Любава стелет постель: себе на голбце, матери — на кровати.
Л ю б а в а. Ложись, мама. Небось отвыкла от домашней постели?
М а т р е н а. Маленько с богом поговорю. (Становится перед иконой Троеручицы.)
Л ю б а в а. С войны не молилась. Что вдруг к богу потянуло? Нету его, мама. Все это выдумки.
М а т р е н а. А может, и есть, Любушка! Может, он властен над людьми. Или уж помер навсегда в человеке и впредь не воскреснет?
Л ю б а в а. А хоть и так, какая в нем польза? Мы много теряли, мама. Потерять то, чего никогда не было, не жалко.

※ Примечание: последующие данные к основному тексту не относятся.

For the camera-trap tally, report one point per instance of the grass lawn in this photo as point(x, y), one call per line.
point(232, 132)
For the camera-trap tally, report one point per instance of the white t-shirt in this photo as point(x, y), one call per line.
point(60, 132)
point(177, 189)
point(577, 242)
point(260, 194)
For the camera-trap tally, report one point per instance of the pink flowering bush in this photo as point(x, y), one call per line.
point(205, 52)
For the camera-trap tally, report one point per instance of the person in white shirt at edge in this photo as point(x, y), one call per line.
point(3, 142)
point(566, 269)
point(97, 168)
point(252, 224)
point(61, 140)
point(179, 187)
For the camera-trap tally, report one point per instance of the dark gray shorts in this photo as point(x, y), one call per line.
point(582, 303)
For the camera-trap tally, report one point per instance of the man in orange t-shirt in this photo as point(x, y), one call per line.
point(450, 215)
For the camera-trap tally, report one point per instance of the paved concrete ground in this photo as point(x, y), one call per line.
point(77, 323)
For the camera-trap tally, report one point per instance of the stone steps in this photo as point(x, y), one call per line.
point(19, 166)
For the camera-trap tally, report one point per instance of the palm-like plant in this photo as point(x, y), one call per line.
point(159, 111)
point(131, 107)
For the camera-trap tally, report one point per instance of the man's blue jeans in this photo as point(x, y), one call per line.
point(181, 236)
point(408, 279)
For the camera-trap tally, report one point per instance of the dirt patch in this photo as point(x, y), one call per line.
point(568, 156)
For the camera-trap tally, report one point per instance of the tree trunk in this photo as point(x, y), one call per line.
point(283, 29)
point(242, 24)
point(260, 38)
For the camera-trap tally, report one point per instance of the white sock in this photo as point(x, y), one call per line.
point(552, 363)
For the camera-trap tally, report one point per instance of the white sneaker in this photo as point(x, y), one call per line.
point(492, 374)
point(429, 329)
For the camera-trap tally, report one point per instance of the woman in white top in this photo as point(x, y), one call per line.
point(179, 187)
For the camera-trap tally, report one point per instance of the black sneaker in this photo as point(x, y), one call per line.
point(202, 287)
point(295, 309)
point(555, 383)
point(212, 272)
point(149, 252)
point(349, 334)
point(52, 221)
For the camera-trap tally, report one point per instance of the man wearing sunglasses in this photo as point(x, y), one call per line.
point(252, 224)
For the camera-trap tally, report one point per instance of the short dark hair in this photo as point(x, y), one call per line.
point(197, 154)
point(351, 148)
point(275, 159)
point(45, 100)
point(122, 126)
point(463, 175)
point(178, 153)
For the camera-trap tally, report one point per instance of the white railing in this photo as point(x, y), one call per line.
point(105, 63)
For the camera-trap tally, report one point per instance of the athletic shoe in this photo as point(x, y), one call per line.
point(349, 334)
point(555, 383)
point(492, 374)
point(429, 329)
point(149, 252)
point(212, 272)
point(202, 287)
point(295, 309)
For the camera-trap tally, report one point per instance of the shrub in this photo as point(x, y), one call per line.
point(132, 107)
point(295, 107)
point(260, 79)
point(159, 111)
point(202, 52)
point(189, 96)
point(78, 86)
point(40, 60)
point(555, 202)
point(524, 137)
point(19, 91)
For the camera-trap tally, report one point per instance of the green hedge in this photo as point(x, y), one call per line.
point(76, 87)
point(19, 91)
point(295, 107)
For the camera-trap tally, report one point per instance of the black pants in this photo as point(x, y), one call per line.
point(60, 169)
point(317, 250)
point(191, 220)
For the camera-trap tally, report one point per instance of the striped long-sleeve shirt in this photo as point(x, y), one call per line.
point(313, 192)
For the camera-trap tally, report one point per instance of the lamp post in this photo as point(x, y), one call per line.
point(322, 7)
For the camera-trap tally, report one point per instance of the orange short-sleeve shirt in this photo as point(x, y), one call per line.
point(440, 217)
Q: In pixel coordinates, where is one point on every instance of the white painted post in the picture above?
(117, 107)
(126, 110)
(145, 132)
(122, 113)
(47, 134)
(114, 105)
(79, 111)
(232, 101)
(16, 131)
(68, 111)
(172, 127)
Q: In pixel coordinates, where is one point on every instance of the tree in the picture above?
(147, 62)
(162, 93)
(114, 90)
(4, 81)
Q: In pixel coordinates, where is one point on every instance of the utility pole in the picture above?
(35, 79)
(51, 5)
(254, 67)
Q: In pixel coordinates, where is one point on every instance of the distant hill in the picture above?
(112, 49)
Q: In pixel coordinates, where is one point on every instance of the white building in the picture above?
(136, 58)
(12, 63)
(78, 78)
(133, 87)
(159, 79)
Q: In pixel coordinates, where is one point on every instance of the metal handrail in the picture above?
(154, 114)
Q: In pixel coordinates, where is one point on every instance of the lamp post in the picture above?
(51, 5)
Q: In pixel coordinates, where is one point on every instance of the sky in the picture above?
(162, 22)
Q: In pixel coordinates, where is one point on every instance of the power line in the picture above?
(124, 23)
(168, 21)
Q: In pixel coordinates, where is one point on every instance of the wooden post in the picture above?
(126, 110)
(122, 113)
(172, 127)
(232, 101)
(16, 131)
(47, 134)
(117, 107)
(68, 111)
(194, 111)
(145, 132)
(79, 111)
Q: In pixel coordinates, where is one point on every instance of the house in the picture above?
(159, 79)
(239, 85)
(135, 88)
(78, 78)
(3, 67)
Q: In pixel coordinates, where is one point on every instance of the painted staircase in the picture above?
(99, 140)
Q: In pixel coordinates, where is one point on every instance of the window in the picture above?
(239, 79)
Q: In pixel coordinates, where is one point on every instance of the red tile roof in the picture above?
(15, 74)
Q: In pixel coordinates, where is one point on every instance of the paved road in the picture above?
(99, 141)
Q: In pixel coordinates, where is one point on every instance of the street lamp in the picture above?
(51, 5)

М а т р е н а. Помолюсь. Меня не убудет. (Молится, но очень неловко. Огрубевшие пальцы никак не складываются в крест.)
Любава ложится.
(Отговорив путаную свою молитву, замирает. Пальцы прижаты у лба. Медленно поднимается с колен.) Спишь?
Любава не отзывается.
На цыпочках крадется к ее постели, благословляет и останавливается подле портретов мужа и сыновей. Свет выхватывает теперь только лица: уплаканное Любавино, скорбное — матери и лица на снимках.
Из черной тарелки радио — жирное меццо: «У любви, как у пташки, крылья…» Радио вдруг захлебнулось, захрипело. Матрена выключила его.
На улице всхлипнул баян, слышится песня. Голос Ивана: «Гуси-лебеди летели и кричали…»
М а т р е н а (подойдя к окну). Дурашка ты! Чего гоняешься за ней? Ведь ей родить скоро… (Выключает свет.)
На ферме.
Л ю б а в а моет после дойки руки. Тут же М и т я.
М и т я. Бабы сопляков своих так не обихаживают, как ты коровенок. Да хоть бы коровы-то путные, а то все ребра на виду.
Л ю б а в а. Когда-то и они были путными. А если руки приложить — будут еще.
М и т я. Фан-та-зии! Но вообще-то старайся. Хозяйка из тебя необходимо дельная выйдет.
Л ю б а в а. Шел бы ты в конюховку, картежники тебя заждались.
М и т я. Двину. Я везде поспевать должен: народ веселю. Где я, туда все сбегаются. Слышь, Любава, а что, если мне в артисты податься? Им, говорят, большие тыщи платят?
Л ю б а в а (оглядев его). Забракуют тебя.
М и т я. Рылом, что ли, не вышел?
Л ю б а в а. Рыло тут ни при чем. Артисты тоже некрасивые бывают. Вся загвоздка в шапке. Увидят — враз забракуют.
М и т я. В шапке, значит? Ну, шапку можно и сменить. Правда, ум в ней большой заложен. Сам-то я придурок. А шапка умная. Она все решения за меня принимает.
Л ю б а в а. То ли ты напускаешь на себя, то ли в самом деле немножко… того?